Package Store Sales. Gross profit for package store sales for the thirteen weeks
ended December 31, 2022 increased to $2,419,000 from $2,171,000 for the thirteen
weeks ended January 1, 2022. Our gross profit margin, (calculated as gross
profit reflected as a percentage of package liquor store sales), for package
store sales was 25.72% for the thirteen weeks ended December 31, 2022 and 25.51%
for the thirteen weeks ended January 1, 2022. We anticipate that the gross
profit margin for package liquor store merchandise will decrease during our
fiscal year 2023 due to higher costs and a reduction in pricing of certain
package store merchandise to be more competitive.



Payroll and Related Costs. Payroll and related costs for the thirteen weeks
ended December 31, 2022 increased $1,400,000 or 11.44% to $13,636,000 from
$12,236,000 for the thirteen weeks ended January 1, 2022. Payroll and related
costs for the thirteen weeks ended December 31, 2022 were higher due primarily
to the opening of our limited partnership owned restaurant in Sunrise, Florida,
(Store #85) in March 2022, Brendan's Sports Pub (Store #30) in June, 2022 and
higher salaries to employees to remain competitive with other potential
employers in a tighter labor market.

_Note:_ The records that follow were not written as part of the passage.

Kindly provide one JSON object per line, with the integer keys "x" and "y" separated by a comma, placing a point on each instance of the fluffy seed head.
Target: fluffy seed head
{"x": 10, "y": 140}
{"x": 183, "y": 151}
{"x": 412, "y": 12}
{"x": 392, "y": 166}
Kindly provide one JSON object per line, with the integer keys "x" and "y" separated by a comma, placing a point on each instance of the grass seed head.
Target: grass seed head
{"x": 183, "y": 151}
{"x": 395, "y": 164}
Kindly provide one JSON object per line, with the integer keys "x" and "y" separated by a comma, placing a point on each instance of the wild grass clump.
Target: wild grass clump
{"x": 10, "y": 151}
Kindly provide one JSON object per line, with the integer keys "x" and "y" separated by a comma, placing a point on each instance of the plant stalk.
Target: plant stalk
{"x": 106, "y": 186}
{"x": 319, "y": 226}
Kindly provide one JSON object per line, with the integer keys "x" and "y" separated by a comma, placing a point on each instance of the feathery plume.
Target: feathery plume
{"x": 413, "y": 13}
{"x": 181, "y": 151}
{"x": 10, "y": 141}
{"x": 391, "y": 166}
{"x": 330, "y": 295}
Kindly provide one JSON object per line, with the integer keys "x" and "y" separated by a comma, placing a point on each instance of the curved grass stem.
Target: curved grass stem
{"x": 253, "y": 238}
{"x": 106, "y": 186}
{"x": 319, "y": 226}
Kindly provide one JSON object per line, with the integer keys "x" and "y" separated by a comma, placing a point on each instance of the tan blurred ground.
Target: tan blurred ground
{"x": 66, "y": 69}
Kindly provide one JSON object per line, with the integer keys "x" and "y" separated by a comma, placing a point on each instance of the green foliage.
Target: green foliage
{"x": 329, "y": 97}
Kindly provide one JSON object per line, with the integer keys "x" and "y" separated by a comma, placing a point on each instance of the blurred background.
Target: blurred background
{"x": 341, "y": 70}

Payroll and related costs as a percentage
of total revenue was 32.57% in the thirteen weeks ended December 31, 2022 and
32.71% of total revenue in the thirteen weeks ended January 1, 2022.



Occupancy Costs. Occupancy costs (consisting of percentage rent, common area
maintenance, repairs, real property taxes, amortization of leasehold interests
and rent expense associated with operating lease liabilities under ASC 842) for
the thirteen weeks ended December 31, 2022 increased $150,000 or 8.83% to
$1,848,000 from $1,698,000 for the thirteen weeks ended January 1, 2022. The
increase in occupancy costs was primarily due to the commencement of rent for
our retail package liquor store which we are developing located at 11225 Miramar
Parkway, #245, Miramar, Florida (Store #24) and our restaurant location which we
are developing located at 11225 Miramar Parkway, #250, Miramar, Florida (Store
#25) during the second quarter of our fiscal year 2022, both of which we
anticipate will open during our fiscal year 2023 and Brendan's Sports Pub (Store
#30) which we acquired and opened for business in June, 2022.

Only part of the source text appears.